By Rachel Greszler | The Daily Signal
High-tax states such as New York, California, and New Jersey are spending significant time and resources trying to concoct ways for their high-income residents to evade federal taxes.
This strategy is in direct response to the newly enacted Tax Cuts and Jobs Act, which caps state and local tax deductions from federal income taxes at $10,000 per taxpayer. But legislators in high-tax states who wish to prevent the wealthy from fleeing to lower-tax states should lower the cost of local and state government instead of ducking federal taxes.
The $10,000 cap in the state and local deduction is irrelevant for most taxpayers.
For starters, 70 percent of taxpayers don’t itemize their deductions when filing their federal income taxes. These taxpayers benefit instead from the standard deduction.
Since the Tax Cuts and Jobs Act nearly doubles the standard deduction, The Heritage Foundation estimates that about 85 percent of taxpayers will not itemize deductions. And the state and local tax deduction is worth nothing to taxpayers who don’t itemize.
What’s more, the cap won’t limit many taxpayers’ state and local tax deductions because only about half of those who currently claim the deduction pay more than $10,000 in state and local taxes.
It’s primarily high-income taxpayers in high-tax states who will be affected most by the change in federal tax law. And that’s why lawmakers in those states are trying to find ways around the law.
Instead of trying to pass the buck of their big-government costs to federal taxpayers in lower-tax states, policymakers in high-tax states should just reduce their own state taxes.
As U.S. Rep. John J. Faso, R-N.Y., aptly said: “The solution is to lower the cost of government in New York and make our state a place where businesses can create jobs so our people don’t have to flee.”
While a dollar in additional state and local tax deductions could save taxpayers as much as 37 cents in federal taxes (depending on their marginal tax rate), a dollar in state and local tax cuts would put 100 cents back into most taxpayers’ pockets.
Rather than address New York’s own high-tax problems, Gov. Andrew Cuomo, a Democrat, is proposing a new payroll tax on employers that would be deductible at the federal level.
But a new payroll tax on employers—one that would be in addition to existing income taxes—could hurt workers, businesses, and government revenues by discouraging companies from locating in New York. Such a tax would be extremely complicated and have disparate impacts on workers and businesses across the state, creating big boons for some and losses for others.
New York already has experienced the largest outmigration of residents of any state in recent years. State officials don’t need to exacerbate that with higher or more complex taxes.
Another idea being considered by states such as California and New Jersey is to circumvent the new cap on state and local tax deductions by setting up state-run charitable institutions to fund the government. Taxpayers who make donations to those institutions would receive a dollar-for-dollar reduction in their state tax bills.

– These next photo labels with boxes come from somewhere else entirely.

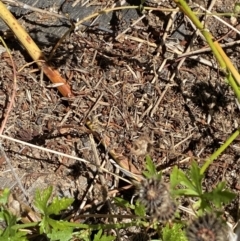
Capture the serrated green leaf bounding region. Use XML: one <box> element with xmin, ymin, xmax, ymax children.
<box><xmin>113</xmin><ymin>197</ymin><xmax>135</xmax><ymax>209</ymax></box>
<box><xmin>47</xmin><ymin>197</ymin><xmax>74</xmax><ymax>215</ymax></box>
<box><xmin>162</xmin><ymin>223</ymin><xmax>187</xmax><ymax>241</ymax></box>
<box><xmin>93</xmin><ymin>229</ymin><xmax>116</xmax><ymax>241</ymax></box>
<box><xmin>0</xmin><ymin>210</ymin><xmax>27</xmax><ymax>241</ymax></box>
<box><xmin>93</xmin><ymin>229</ymin><xmax>102</xmax><ymax>241</ymax></box>
<box><xmin>203</xmin><ymin>182</ymin><xmax>236</xmax><ymax>208</ymax></box>
<box><xmin>39</xmin><ymin>216</ymin><xmax>51</xmax><ymax>234</ymax></box>
<box><xmin>134</xmin><ymin>201</ymin><xmax>146</xmax><ymax>217</ymax></box>
<box><xmin>190</xmin><ymin>161</ymin><xmax>204</xmax><ymax>195</ymax></box>
<box><xmin>47</xmin><ymin>228</ymin><xmax>73</xmax><ymax>241</ymax></box>
<box><xmin>233</xmin><ymin>3</ymin><xmax>240</xmax><ymax>14</ymax></box>
<box><xmin>48</xmin><ymin>218</ymin><xmax>72</xmax><ymax>230</ymax></box>
<box><xmin>0</xmin><ymin>188</ymin><xmax>10</xmax><ymax>205</ymax></box>
<box><xmin>34</xmin><ymin>187</ymin><xmax>53</xmax><ymax>215</ymax></box>
<box><xmin>170</xmin><ymin>167</ymin><xmax>197</xmax><ymax>192</ymax></box>
<box><xmin>171</xmin><ymin>188</ymin><xmax>199</xmax><ymax>197</ymax></box>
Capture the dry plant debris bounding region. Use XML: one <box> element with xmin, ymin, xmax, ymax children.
<box><xmin>0</xmin><ymin>0</ymin><xmax>240</xmax><ymax>239</ymax></box>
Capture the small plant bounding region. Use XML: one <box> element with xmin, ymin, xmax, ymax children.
<box><xmin>170</xmin><ymin>161</ymin><xmax>236</xmax><ymax>214</ymax></box>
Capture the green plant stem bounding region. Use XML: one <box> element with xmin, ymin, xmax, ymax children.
<box><xmin>174</xmin><ymin>0</ymin><xmax>226</xmax><ymax>70</ymax></box>
<box><xmin>173</xmin><ymin>0</ymin><xmax>240</xmax><ymax>101</ymax></box>
<box><xmin>200</xmin><ymin>128</ymin><xmax>240</xmax><ymax>175</ymax></box>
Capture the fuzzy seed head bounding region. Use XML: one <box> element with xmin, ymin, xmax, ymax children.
<box><xmin>139</xmin><ymin>178</ymin><xmax>176</xmax><ymax>221</ymax></box>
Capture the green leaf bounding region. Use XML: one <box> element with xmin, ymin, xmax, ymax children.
<box><xmin>162</xmin><ymin>223</ymin><xmax>187</xmax><ymax>241</ymax></box>
<box><xmin>93</xmin><ymin>229</ymin><xmax>116</xmax><ymax>241</ymax></box>
<box><xmin>113</xmin><ymin>197</ymin><xmax>135</xmax><ymax>209</ymax></box>
<box><xmin>203</xmin><ymin>182</ymin><xmax>236</xmax><ymax>208</ymax></box>
<box><xmin>190</xmin><ymin>161</ymin><xmax>204</xmax><ymax>195</ymax></box>
<box><xmin>134</xmin><ymin>201</ymin><xmax>146</xmax><ymax>217</ymax></box>
<box><xmin>0</xmin><ymin>210</ymin><xmax>27</xmax><ymax>241</ymax></box>
<box><xmin>34</xmin><ymin>187</ymin><xmax>53</xmax><ymax>215</ymax></box>
<box><xmin>0</xmin><ymin>188</ymin><xmax>10</xmax><ymax>205</ymax></box>
<box><xmin>47</xmin><ymin>197</ymin><xmax>74</xmax><ymax>215</ymax></box>
<box><xmin>233</xmin><ymin>3</ymin><xmax>240</xmax><ymax>14</ymax></box>
<box><xmin>171</xmin><ymin>188</ymin><xmax>199</xmax><ymax>197</ymax></box>
<box><xmin>170</xmin><ymin>167</ymin><xmax>197</xmax><ymax>192</ymax></box>
<box><xmin>47</xmin><ymin>228</ymin><xmax>73</xmax><ymax>241</ymax></box>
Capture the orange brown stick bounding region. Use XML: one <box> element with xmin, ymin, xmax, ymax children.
<box><xmin>0</xmin><ymin>1</ymin><xmax>73</xmax><ymax>97</ymax></box>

But federal tax law specifies that donations providing a direct monetary benefit for the donor do not qualify as charitable deductions. It’s hard to contest the direct monetary benefit of a dollar-for-dollar reduction in state tax liability.
Rest assured, even if states such as New York and California manage to circumvent new federal limits on state and local tax deductions, the IRS will implement new rules to enforce the intent of the cap. Instead of reducing total taxes for residents, the result could be higher taxes because high-tax states may not fully abandon their newly generated “workaround” revenue sources.
Additional sources of tax revenues are the last thing residents in high-tax states need. Taxpayers who live in New York and who make between $75,000 and $100,000 already pay an average of $9,950 in state and local income taxes. And the average millionaire in New York pays $502,000 in state and local taxes.
These highly taxed residents don’t need their governments spending more time and resources trying to evade taxes or create new, hopefully deductible taxes. Instead, they need state policymakers to make their governments more efficient and accountable; to limit nonessential government services; and to cut out waste and redundancies.
If states reduce government costs to more reasonable levels, residents will have more money in their pockets and fewer will be affected by the new cap on state and local tax deductions.
And, as economic studies show, states with lower tax burdens have significantly better economic outlooks, including higher growth in incomes, employment, population, gross state product, and even state and local tax revenues.
It’s time for lawmakers in high-tax states to throw in the towel on their efforts to shift their high-tax burdens onto federal taxpayers in other states, and instead focus on reducing the taxes they charge their residents.